Como fazer Trikonasana

  • Fique de pé e abra suas pernas a cerca de um metro de distância, aproximadamente.
  • Certifique-se de que seu pé direito esteja em um ângulo de 90 graus para fora e seu pé esquerdo esteja em um ângulo de 15 graus.
  • Alinhar o centro do calcanhar direito com o centro do arco do pé esquerdo.
  • Lembre-se de que seus pés estão descansando no chão e seu peso está uniformemente distribuído sobre ambos.
  • Respire fundo e, ao exalar, dobre seu corpo para a direita de seus quadris inferiores, certificando-se de que sua cintura esteja reta. Levante sua mão esquerda e deixe sua mão direita tocar o chão. Ambos os braços devem formar uma linha reta.
  • Dependendo de seu nível de conforto, coloque sua mão direita sobre a perna, tornozelo ou pé direito no chão. Onde quer que você coloque sua mão, tenha cuidado para não desalinhar os quadris de sua cintura. Verifique rapidamente sua mão esquerda. Deve ser esticado em direção ao teto e alinhado com o ombro superior. Deixar a cabeça em uma posição neutra ou virá-la para a esquerda com os olhos fixos na mão esquerda.
  • O corpo deve ser dobrado para os lados e não para frente ou para trás. O peito e a pélvis precisam estar bem abertos.
  • Estique-se o máximo possível e concentre-se na estabilização de seu corpo. Respire fundo e profundamente. Procure relaxar ainda mais seu corpo a cada exalação.
  • Inspire e levante-se. Relaxe suas mãos sobre o quadril e endireite seus pés.
  • Repita com sua perna esquerda.

Vantagens do Trikonasana

Veja as incríveis qualidades do Trikonasana.

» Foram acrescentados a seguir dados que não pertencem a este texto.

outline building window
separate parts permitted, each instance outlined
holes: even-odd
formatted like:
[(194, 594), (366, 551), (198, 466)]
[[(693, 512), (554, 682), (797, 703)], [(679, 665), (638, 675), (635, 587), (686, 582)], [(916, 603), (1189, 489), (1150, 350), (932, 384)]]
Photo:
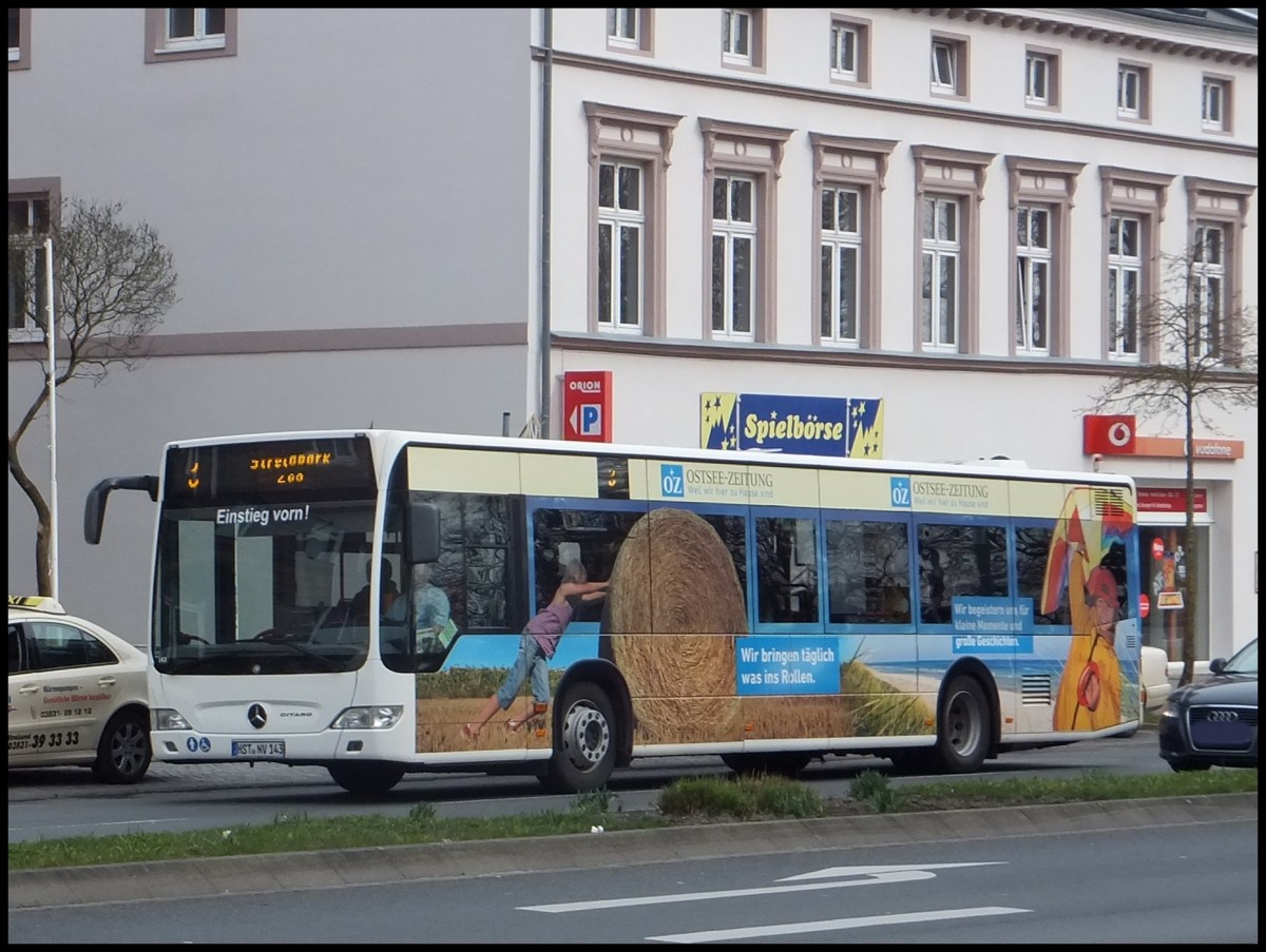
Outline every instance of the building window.
[(924, 349), (958, 349), (958, 200), (928, 195), (923, 200), (923, 295), (920, 328)]
[(1201, 315), (1201, 356), (1241, 367), (1246, 337), (1244, 261), (1236, 235), (1244, 234), (1248, 204), (1257, 189), (1188, 176), (1188, 234), (1194, 296)]
[(1231, 81), (1205, 76), (1200, 86), (1200, 128), (1231, 132)]
[(836, 18), (830, 23), (830, 78), (870, 82), (870, 24)]
[(9, 70), (30, 68), (30, 10), (9, 9)]
[(1104, 354), (1155, 362), (1156, 339), (1142, 325), (1141, 306), (1156, 300), (1156, 235), (1174, 176), (1100, 166), (1104, 220)]
[(980, 349), (980, 201), (994, 156), (912, 146), (918, 209), (915, 341), (924, 352)]
[(772, 342), (777, 177), (790, 129), (700, 119), (710, 197), (704, 335)]
[(1150, 70), (1136, 63), (1117, 67), (1117, 116), (1147, 120), (1150, 115)]
[(1013, 353), (1069, 353), (1069, 222), (1077, 175), (1085, 166), (1006, 157), (1013, 210)]
[(651, 20), (655, 10), (641, 6), (613, 8), (606, 11), (606, 48), (623, 52), (651, 52)]
[(9, 341), (44, 334), (48, 319), (48, 258), (44, 239), (57, 211), (56, 180), (9, 182)]
[(713, 178), (713, 337), (752, 339), (756, 310), (756, 182)]
[(822, 342), (857, 347), (861, 295), (862, 195), (822, 190)]
[(603, 162), (598, 171), (598, 327), (642, 333), (642, 168)]
[(1024, 105), (1055, 109), (1060, 105), (1060, 57), (1046, 49), (1024, 53)]
[(1143, 223), (1128, 215), (1108, 222), (1108, 354), (1138, 360), (1138, 305), (1143, 286)]
[(1191, 282), (1198, 325), (1195, 351), (1200, 357), (1222, 356), (1222, 320), (1225, 292), (1225, 232), (1206, 222), (1195, 229), (1191, 243)]
[(815, 339), (825, 347), (879, 346), (879, 222), (887, 158), (884, 139), (809, 133), (819, 230)]
[(680, 115), (585, 103), (589, 119), (589, 329), (665, 333), (665, 180)]
[(149, 8), (146, 62), (237, 56), (237, 22), (235, 8)]
[(932, 37), (932, 92), (938, 96), (967, 96), (967, 41)]
[(1050, 353), (1051, 210), (1015, 209), (1015, 351)]
[(720, 61), (724, 66), (761, 67), (763, 41), (762, 10), (720, 11)]

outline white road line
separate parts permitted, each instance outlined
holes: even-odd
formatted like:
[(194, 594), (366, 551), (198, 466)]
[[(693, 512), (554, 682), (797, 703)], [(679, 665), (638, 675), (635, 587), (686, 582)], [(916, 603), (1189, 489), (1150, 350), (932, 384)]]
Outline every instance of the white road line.
[(798, 882), (794, 886), (758, 886), (751, 889), (722, 889), (711, 892), (674, 892), (661, 896), (628, 896), (625, 899), (591, 899), (581, 903), (548, 903), (546, 905), (520, 905), (525, 913), (586, 913), (594, 909), (620, 909), (633, 905), (665, 905), (667, 903), (698, 903), (706, 899), (737, 899), (742, 896), (767, 896), (779, 892), (804, 892), (817, 889), (843, 889), (844, 886), (876, 886), (884, 882), (913, 882), (936, 879), (932, 870), (958, 870), (965, 866), (1000, 866), (994, 862), (962, 863), (904, 863), (901, 866), (832, 866), (827, 870), (801, 872), (779, 882), (833, 877), (836, 882)]
[(1005, 905), (979, 905), (970, 909), (929, 909), (924, 913), (895, 913), (893, 915), (860, 915), (853, 919), (823, 919), (812, 923), (785, 925), (758, 925), (749, 929), (713, 929), (709, 932), (679, 932), (674, 936), (647, 936), (647, 942), (734, 942), (771, 936), (796, 936), (805, 932), (834, 932), (837, 929), (863, 929), (871, 925), (903, 925), (906, 923), (944, 922), (946, 919), (975, 919), (985, 915), (1014, 915), (1032, 909), (1013, 909)]
[(520, 905), (528, 913), (586, 913), (592, 909), (622, 909), (632, 905), (666, 905), (668, 903), (698, 903), (704, 899), (738, 899), (742, 896), (768, 896), (779, 892), (808, 892), (847, 886), (877, 886), (884, 882), (913, 882), (936, 879), (924, 870), (896, 870), (867, 876), (866, 879), (837, 882), (798, 882), (794, 886), (757, 886), (752, 889), (720, 889), (714, 892), (674, 892), (662, 896), (628, 896), (625, 899), (592, 899), (581, 903), (549, 903), (548, 905)]

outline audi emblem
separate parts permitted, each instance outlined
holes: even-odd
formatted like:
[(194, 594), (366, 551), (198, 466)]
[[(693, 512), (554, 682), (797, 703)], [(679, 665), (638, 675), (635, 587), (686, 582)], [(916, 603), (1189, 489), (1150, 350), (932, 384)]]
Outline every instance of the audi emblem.
[(268, 711), (263, 709), (262, 704), (252, 704), (247, 709), (246, 719), (251, 722), (251, 727), (256, 730), (263, 730), (263, 725), (268, 723)]

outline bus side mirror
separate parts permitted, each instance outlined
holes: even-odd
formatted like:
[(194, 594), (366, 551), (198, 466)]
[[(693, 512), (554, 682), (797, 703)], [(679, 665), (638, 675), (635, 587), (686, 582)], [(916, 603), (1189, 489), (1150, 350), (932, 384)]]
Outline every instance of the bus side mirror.
[(439, 509), (434, 504), (409, 500), (409, 525), (404, 544), (404, 557), (409, 565), (439, 560)]
[(116, 489), (137, 489), (149, 494), (149, 499), (158, 501), (157, 476), (114, 476), (101, 480), (91, 490), (84, 501), (84, 541), (90, 546), (101, 542), (101, 527), (105, 524), (105, 501)]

  • Ele fortalece os joelhos, tornozelos, pernas, peito e ombros.
  • Estica completamente e abre a virilha, quadris, tendões, assim como o peito, as costas e os ombros.
  • Eleva a estabilidade física e mental.
  • Melhora a digestão e estimula todos os órgãos abdominais.
  • Ajuda a diminuir a dor nas costas e a dor ciática. Também serve como terapia para pés chatos, osteoporose, dores no pescoço e infertilidade.
  • Reduz o estresse e cura a ansiedade.

Recomendações Para Iniciantes

Aqui estão algumas dicas úteis que você pode usar como um iniciante.

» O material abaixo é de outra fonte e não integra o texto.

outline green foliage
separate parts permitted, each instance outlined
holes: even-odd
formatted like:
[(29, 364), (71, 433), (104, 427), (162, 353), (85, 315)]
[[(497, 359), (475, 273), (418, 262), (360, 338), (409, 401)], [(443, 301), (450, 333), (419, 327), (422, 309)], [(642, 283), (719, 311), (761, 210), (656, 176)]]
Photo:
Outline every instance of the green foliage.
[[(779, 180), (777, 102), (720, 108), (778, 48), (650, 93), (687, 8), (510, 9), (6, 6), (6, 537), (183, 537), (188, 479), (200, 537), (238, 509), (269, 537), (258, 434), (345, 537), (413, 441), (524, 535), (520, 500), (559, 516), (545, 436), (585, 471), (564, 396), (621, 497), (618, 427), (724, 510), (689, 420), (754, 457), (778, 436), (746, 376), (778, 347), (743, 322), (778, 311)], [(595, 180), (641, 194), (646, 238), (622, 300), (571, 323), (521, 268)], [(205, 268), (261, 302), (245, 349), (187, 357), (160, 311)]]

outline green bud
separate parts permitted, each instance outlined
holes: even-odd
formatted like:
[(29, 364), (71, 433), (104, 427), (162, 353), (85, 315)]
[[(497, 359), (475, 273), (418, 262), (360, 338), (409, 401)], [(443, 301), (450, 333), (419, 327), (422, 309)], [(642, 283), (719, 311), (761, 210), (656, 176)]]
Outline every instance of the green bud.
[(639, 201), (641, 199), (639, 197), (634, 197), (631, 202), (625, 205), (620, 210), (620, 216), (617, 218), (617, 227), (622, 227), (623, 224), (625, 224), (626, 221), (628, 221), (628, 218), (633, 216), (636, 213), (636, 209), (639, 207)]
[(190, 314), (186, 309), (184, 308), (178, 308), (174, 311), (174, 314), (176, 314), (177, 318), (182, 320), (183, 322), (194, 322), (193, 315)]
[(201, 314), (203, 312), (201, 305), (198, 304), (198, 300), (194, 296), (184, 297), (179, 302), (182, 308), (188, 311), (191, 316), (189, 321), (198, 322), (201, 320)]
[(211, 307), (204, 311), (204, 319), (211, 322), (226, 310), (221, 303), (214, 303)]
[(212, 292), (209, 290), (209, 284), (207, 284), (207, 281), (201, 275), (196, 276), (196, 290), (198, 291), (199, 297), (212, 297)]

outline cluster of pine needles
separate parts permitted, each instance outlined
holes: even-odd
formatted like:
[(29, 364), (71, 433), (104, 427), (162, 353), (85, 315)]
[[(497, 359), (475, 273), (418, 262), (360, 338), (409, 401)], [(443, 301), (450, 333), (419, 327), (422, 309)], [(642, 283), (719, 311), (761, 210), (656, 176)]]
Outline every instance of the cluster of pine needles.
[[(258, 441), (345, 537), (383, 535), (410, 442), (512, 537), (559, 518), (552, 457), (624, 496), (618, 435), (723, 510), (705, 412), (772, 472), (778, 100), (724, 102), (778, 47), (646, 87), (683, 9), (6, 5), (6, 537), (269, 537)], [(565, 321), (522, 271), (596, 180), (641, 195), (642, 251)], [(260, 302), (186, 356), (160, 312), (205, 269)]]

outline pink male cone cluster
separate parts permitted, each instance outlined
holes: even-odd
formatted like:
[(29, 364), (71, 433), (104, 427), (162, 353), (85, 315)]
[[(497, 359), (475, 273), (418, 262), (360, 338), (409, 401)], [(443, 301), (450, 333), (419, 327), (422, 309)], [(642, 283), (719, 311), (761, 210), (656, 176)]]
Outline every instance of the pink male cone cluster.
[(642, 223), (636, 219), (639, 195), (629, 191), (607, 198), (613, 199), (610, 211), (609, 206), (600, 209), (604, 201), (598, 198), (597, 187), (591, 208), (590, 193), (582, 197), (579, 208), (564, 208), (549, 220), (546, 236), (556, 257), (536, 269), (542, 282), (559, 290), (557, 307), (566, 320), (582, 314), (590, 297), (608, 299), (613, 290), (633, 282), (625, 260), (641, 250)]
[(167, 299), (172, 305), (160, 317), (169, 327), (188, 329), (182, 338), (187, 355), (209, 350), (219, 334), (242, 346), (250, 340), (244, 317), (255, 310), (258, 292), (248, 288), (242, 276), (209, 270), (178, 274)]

Para iniciantes, pode ser uma ótima ideia travar a parte de trás do calcanhar ou a parte de trás da parte superior do corpo contra a parede para manter uma postura estável.

Garanta que suas costas estejam perfeitamente retas durante as asanas.

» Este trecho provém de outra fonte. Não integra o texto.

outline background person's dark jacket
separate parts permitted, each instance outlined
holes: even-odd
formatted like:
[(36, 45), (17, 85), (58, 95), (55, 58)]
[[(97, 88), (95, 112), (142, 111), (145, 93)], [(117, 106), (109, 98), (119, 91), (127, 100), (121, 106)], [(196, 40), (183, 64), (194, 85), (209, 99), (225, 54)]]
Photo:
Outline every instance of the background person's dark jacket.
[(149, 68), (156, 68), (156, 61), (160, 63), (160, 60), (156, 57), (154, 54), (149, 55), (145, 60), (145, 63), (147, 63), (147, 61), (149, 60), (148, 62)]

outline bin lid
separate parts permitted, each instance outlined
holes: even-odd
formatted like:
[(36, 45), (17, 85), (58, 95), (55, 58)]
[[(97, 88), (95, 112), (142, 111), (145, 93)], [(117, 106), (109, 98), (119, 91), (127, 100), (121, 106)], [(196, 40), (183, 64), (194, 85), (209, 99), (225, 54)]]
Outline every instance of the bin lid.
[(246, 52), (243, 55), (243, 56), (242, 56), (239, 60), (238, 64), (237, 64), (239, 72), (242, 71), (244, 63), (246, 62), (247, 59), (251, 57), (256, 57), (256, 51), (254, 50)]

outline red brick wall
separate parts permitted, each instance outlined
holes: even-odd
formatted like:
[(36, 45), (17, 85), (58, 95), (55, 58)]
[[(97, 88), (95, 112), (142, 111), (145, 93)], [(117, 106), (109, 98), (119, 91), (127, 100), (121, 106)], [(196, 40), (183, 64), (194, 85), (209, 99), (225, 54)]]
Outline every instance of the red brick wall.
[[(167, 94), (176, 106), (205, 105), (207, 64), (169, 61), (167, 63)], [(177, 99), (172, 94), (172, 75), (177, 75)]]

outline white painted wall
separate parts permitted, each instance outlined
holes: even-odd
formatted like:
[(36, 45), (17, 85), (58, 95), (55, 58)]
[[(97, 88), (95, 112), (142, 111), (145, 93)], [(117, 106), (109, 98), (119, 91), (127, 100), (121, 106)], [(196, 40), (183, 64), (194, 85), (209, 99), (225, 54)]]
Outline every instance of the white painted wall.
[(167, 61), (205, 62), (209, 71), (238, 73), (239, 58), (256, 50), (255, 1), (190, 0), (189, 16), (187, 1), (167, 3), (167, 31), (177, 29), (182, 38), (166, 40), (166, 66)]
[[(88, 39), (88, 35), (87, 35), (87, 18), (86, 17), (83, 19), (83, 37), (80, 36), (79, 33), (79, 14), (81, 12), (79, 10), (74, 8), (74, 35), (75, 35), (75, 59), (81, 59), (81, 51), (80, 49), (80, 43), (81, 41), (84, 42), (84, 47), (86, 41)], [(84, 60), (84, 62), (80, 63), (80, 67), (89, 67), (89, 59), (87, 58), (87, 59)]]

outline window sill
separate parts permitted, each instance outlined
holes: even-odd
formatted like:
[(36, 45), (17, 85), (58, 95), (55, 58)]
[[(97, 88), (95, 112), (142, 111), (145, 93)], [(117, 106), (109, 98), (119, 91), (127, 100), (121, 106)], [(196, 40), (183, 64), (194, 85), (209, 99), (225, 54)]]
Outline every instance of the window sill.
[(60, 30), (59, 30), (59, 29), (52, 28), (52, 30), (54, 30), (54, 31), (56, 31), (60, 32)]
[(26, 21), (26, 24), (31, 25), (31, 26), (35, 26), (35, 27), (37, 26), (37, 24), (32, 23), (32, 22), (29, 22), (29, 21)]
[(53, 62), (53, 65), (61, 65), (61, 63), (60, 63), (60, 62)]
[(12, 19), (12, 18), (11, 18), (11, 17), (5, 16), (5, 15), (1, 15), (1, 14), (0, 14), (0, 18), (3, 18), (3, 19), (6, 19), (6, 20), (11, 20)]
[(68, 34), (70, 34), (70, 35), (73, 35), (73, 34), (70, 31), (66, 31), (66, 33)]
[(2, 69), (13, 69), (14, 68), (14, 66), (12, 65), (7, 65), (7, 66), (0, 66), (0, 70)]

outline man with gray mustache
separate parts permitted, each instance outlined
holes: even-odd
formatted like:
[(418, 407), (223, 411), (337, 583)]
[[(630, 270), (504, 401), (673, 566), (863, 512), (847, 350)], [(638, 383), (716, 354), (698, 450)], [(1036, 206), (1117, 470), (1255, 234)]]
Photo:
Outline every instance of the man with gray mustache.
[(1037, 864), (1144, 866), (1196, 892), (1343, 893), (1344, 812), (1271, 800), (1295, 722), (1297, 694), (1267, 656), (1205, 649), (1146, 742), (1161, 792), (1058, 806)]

E torça seu corpo, não o torça ao longo de seus quadris.

Existe Uma Ciência Neste Asana

Este asana faz você perceber o quanto suas pernas são graciosas e poderosas. Quando você se sente conectado à metade inferior do seu corpo, Trikonasana pode reacender sua fé nas maravilhas da “parte inferior”.

Este asana incentiva a expansão, a estabilidade e a igualdade. Estes são os três princípios físicos da hatha yoga.

Como muitos outros, é uma combinação de diversos elementos. Ele inspira força e estabilidade nas pernas e pés além de expandir o tronco. Quando os braços e pernas são estendidos, a igualdade (a mesma) é criada no corpo.

Ao equilibrar as pernas, braços e parte superior do corpo, o cérebro se torna autônomo e estável. Quando o cérebro se estende até a borda do corpo e volta sua atenção para dentro, a verdadeira experiência de yoga, ou unificação, inicia.